Presley encouraged her to sing rockabilly. “I didn’t have the courage, but he made me promise to try. I was always open to learning more about my trade, still am. I like to watch other performers, study them.
“From Elvis, I learned to have a good time on stage - don’t take yourself too serious, just have fun with the audience. He did that better than anybody I’ve ever seen.”
Switching from Decca to Capitol, Jackson recorded such rockabilly classics as “Mean, Mean Man,” “Fujiyama Mama” and “Let’s Have A Party.” She learned to put country tunes on the flip sides for stations that wouldn’t play a girl rock ‘n’roller.
Her natural sweetness muted potential outrage. “I was always a lady, first and foremost. I wasn’t trying to copy Elvis and do those gyrations. I did wear sexy little dresses with the silk fringe that shook pretty good when I walked and when I tapped my foot to sing. And I was feisty on stage. But everyone says they just remember me as being cute.”
A bare-shouldered outfit caused conflict at the Grand Ole Opry. Ernest Tubb, Opry stalwart, came backstage to tell Jackson that she was on next, so she’d better get ready.
“I said, ‘I am ready.’ He said, ‘Oh, no, honey, you can’t go on the stage of the Opry like that!’ I said, ‘Like what?’ I looked down. I thought maybe I’d forgotten to put my shoes on. He said, ‘You can’t show your shoulders on the stage of the Opry. You’ll have to cover up.’
“So I had to go back and get my leather fringe jacket to cover the top of this beautiful new dress that I’d just designed and my mother had made especially. When I went on stage, I was practically in tears. When I came off, I took my Daddy by the hand and said, ‘Let’s get out of here and I’m not ever coming back.’ I found out later that those were the very same words that Elvis said when he played there once.”
When the British Invasion nudged the original rockers off the charts in the mid-’60s, Jackson again made country records.
When she found Christ, Jackson added gospel to her repertoire, expressing her faith. “It was important to me that I get that our there to the world, through my music.”
In the ‘80s, Jackson was invited to play rockabilly dates in Europe, where she had a strong cult following.
“You certainly can’t second-guess what God’s doing in your life, the doors he’s opening for you.
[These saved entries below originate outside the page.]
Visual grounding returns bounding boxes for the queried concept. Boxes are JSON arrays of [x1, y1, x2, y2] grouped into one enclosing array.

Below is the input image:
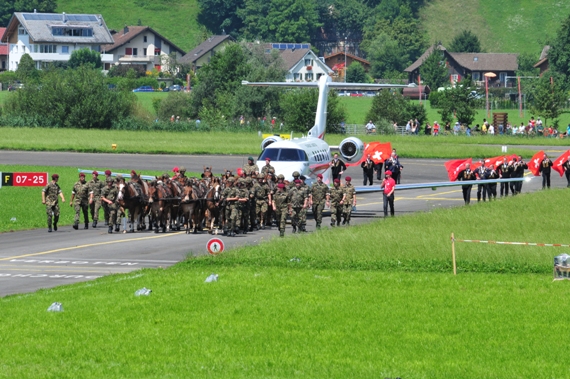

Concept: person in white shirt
[[365, 120, 376, 134], [488, 124, 495, 135]]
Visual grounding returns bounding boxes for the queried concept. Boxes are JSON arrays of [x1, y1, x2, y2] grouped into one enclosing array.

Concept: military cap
[[265, 157, 271, 161], [92, 170, 98, 176], [292, 171, 300, 177], [248, 156, 254, 161], [179, 166, 186, 172], [106, 177, 114, 183], [163, 172, 170, 179], [277, 183, 285, 189], [104, 170, 112, 176], [115, 174, 123, 181], [317, 174, 323, 179], [51, 174, 59, 180], [245, 177, 252, 184], [333, 179, 340, 184], [251, 172, 257, 178], [79, 173, 85, 177], [226, 177, 235, 183], [173, 167, 179, 173], [277, 174, 285, 180], [345, 176, 351, 182]]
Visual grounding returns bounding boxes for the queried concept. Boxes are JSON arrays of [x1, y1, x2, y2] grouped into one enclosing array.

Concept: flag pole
[[451, 233, 457, 275]]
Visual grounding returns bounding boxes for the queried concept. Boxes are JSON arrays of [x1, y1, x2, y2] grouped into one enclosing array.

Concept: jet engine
[[260, 135, 283, 151], [338, 137, 364, 163]]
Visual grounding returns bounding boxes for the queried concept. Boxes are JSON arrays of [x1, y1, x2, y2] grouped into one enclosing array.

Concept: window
[[306, 73, 314, 81], [499, 72, 507, 84], [154, 48, 161, 56], [472, 72, 480, 81], [125, 48, 132, 55], [33, 44, 57, 53], [143, 36, 147, 43], [133, 48, 138, 56], [293, 73, 301, 81], [143, 48, 147, 56], [52, 27, 93, 37], [18, 27, 28, 35], [61, 46, 69, 54], [13, 45, 18, 53]]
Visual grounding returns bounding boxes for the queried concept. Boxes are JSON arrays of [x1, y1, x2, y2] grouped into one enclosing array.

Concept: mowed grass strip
[[1, 188, 570, 377]]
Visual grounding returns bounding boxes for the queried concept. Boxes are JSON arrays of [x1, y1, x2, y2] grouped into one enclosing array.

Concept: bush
[[157, 92, 192, 121], [135, 77, 159, 89]]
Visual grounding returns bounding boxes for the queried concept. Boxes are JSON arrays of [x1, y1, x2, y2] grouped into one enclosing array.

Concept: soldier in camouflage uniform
[[245, 177, 257, 231], [327, 178, 345, 226], [114, 174, 125, 232], [310, 173, 329, 229], [101, 177, 120, 233], [242, 156, 258, 177], [42, 174, 65, 232], [237, 178, 250, 233], [70, 172, 90, 230], [225, 178, 243, 236], [103, 169, 113, 225], [221, 177, 235, 236], [298, 175, 310, 231], [287, 171, 301, 190], [272, 183, 291, 237], [255, 174, 271, 229], [288, 179, 309, 233], [260, 158, 275, 176], [342, 176, 356, 225], [88, 171, 105, 228]]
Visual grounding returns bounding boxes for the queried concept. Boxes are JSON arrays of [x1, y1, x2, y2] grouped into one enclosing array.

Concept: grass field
[[420, 0, 570, 54], [1, 190, 569, 378]]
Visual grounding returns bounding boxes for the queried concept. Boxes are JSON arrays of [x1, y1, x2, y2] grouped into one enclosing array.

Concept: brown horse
[[203, 177, 222, 234], [117, 182, 145, 233], [148, 180, 173, 233], [179, 183, 198, 234]]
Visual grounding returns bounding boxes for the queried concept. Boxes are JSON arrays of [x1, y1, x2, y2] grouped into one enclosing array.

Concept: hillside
[[56, 0, 203, 52], [420, 0, 570, 56]]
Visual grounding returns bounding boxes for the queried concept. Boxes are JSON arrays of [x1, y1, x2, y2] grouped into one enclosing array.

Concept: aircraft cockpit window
[[260, 148, 308, 162], [259, 149, 279, 161]]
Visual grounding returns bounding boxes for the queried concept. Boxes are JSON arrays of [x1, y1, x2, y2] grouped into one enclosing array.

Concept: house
[[178, 35, 234, 71], [1, 11, 114, 71], [533, 45, 550, 76], [405, 44, 519, 87], [101, 26, 186, 72], [324, 52, 370, 81], [262, 43, 332, 82], [0, 28, 7, 71]]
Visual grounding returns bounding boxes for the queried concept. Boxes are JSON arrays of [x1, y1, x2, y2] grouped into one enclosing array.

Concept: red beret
[[92, 170, 98, 176], [277, 183, 285, 189], [265, 157, 271, 161], [317, 174, 323, 179], [79, 173, 85, 177], [385, 170, 392, 176], [131, 170, 137, 176], [334, 179, 340, 183], [345, 176, 351, 181], [51, 174, 59, 180], [173, 167, 179, 172], [104, 170, 112, 176]]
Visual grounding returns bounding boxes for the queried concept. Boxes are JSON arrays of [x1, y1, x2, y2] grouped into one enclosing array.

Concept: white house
[[266, 43, 332, 82], [1, 11, 114, 70], [101, 26, 186, 72]]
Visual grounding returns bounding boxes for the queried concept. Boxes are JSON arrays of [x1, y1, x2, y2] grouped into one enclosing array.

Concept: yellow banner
[[262, 134, 291, 140]]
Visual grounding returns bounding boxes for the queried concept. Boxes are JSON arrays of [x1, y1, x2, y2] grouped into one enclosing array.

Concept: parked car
[[169, 84, 183, 92], [350, 91, 363, 97], [468, 91, 483, 100], [8, 83, 24, 91], [132, 86, 154, 92]]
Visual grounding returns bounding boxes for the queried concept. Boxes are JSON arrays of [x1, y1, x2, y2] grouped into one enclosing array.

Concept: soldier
[[327, 179, 344, 226], [114, 174, 125, 231], [42, 174, 65, 232], [224, 177, 241, 237], [101, 177, 120, 233], [245, 177, 256, 231], [221, 177, 235, 236], [236, 178, 250, 234], [243, 156, 258, 176], [457, 163, 476, 205], [87, 170, 105, 228], [177, 166, 188, 184], [272, 183, 290, 237], [103, 169, 113, 225], [330, 153, 346, 181], [539, 154, 553, 189], [254, 174, 270, 229], [70, 172, 90, 230], [474, 160, 488, 202], [486, 164, 499, 200], [260, 158, 275, 176], [287, 171, 301, 190], [310, 173, 328, 229], [289, 179, 309, 233], [298, 175, 310, 231], [512, 156, 528, 194], [498, 159, 512, 197], [342, 176, 356, 225], [385, 152, 403, 184], [361, 154, 375, 185]]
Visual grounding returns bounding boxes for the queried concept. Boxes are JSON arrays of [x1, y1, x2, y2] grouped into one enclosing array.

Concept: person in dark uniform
[[513, 156, 528, 194], [385, 152, 403, 184], [474, 161, 488, 202], [375, 160, 384, 181], [539, 154, 553, 189], [360, 154, 375, 185], [563, 159, 570, 187], [330, 153, 346, 181], [486, 164, 499, 200], [498, 159, 512, 197], [457, 163, 476, 205]]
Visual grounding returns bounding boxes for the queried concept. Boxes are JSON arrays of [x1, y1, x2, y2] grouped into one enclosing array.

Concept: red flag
[[553, 150, 570, 177], [444, 158, 471, 181], [484, 155, 508, 168], [346, 142, 392, 167], [528, 151, 546, 176]]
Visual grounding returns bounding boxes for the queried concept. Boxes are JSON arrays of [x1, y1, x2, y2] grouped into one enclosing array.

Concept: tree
[[15, 53, 38, 82], [365, 89, 408, 125], [0, 0, 56, 27], [346, 62, 368, 83], [436, 78, 478, 125], [516, 52, 540, 76], [547, 13, 570, 88], [68, 48, 102, 69], [530, 75, 567, 125], [419, 48, 449, 89], [280, 89, 346, 133], [448, 30, 482, 53], [363, 32, 408, 78], [197, 0, 244, 37]]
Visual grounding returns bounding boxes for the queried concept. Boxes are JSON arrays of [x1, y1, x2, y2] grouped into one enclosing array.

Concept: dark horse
[[118, 181, 145, 233], [179, 183, 198, 234], [148, 180, 173, 233]]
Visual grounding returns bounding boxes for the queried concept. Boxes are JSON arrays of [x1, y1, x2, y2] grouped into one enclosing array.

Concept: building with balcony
[[258, 43, 332, 82], [101, 26, 185, 72], [1, 11, 114, 71], [0, 28, 7, 71]]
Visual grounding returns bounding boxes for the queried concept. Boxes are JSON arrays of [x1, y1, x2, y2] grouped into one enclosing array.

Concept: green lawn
[[2, 189, 569, 378]]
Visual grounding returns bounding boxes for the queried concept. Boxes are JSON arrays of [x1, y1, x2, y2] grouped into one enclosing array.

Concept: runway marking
[[0, 267, 121, 273], [0, 232, 184, 262]]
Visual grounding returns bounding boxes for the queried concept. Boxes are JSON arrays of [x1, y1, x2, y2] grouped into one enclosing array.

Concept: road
[[0, 150, 562, 297]]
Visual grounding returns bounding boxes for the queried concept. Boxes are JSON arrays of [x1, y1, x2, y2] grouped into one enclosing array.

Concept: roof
[[179, 35, 234, 64], [324, 52, 370, 66], [449, 53, 518, 71], [404, 44, 446, 72], [534, 45, 550, 68], [101, 26, 185, 55], [0, 28, 6, 56]]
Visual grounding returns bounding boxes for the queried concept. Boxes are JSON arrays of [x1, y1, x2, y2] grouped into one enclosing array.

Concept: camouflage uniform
[[261, 163, 275, 176], [227, 184, 241, 236], [310, 180, 329, 228], [342, 182, 356, 225], [88, 177, 105, 226], [101, 182, 120, 232], [254, 179, 270, 228], [237, 180, 250, 233], [72, 179, 90, 228], [245, 177, 257, 231], [329, 184, 344, 226], [221, 181, 233, 235], [298, 180, 310, 230], [272, 188, 290, 237], [288, 185, 308, 232], [43, 181, 62, 231], [242, 163, 258, 176]]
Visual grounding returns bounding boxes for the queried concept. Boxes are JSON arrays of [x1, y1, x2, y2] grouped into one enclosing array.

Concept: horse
[[148, 180, 173, 233], [117, 181, 145, 233], [179, 183, 199, 234], [203, 177, 223, 234]]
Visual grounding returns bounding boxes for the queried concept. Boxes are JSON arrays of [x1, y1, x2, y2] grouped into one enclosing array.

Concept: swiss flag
[[485, 155, 510, 168], [528, 150, 546, 176], [346, 142, 392, 167], [553, 150, 570, 177], [444, 158, 471, 181]]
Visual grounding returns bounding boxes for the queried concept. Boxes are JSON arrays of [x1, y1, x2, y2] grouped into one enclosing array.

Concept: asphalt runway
[[0, 150, 564, 297]]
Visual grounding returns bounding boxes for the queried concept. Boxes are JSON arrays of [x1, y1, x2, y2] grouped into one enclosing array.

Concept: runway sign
[[1, 172, 48, 188], [207, 238, 225, 255]]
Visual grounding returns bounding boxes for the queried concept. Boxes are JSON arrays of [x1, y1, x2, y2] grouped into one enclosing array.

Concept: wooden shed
[[402, 85, 430, 100]]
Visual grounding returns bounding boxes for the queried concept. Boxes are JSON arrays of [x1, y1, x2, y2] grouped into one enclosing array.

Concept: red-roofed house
[[0, 27, 7, 71], [101, 26, 185, 72], [324, 52, 370, 81]]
Before long, I could see that he was using my testimony in a broader, worldwide arena.”
“Secular music might not provide the deep, lasting spiritual stirrings that gospel does. But you can certainly see people light up and, if they have problems, they’re going to forget them for that evening. I like to see to it that they have a good time. There’s a lot of hurtin’ people out there. So I do my best to minister to them, however I can.”
Performing revitalizes Jackson, a rock pioneer. “Waves of love and energy flow back to me from these audiences. They esteem me quite highly. And most of them could be my children. It’s a unique relationship that I have now with my audiences. It keeps me feeling young.”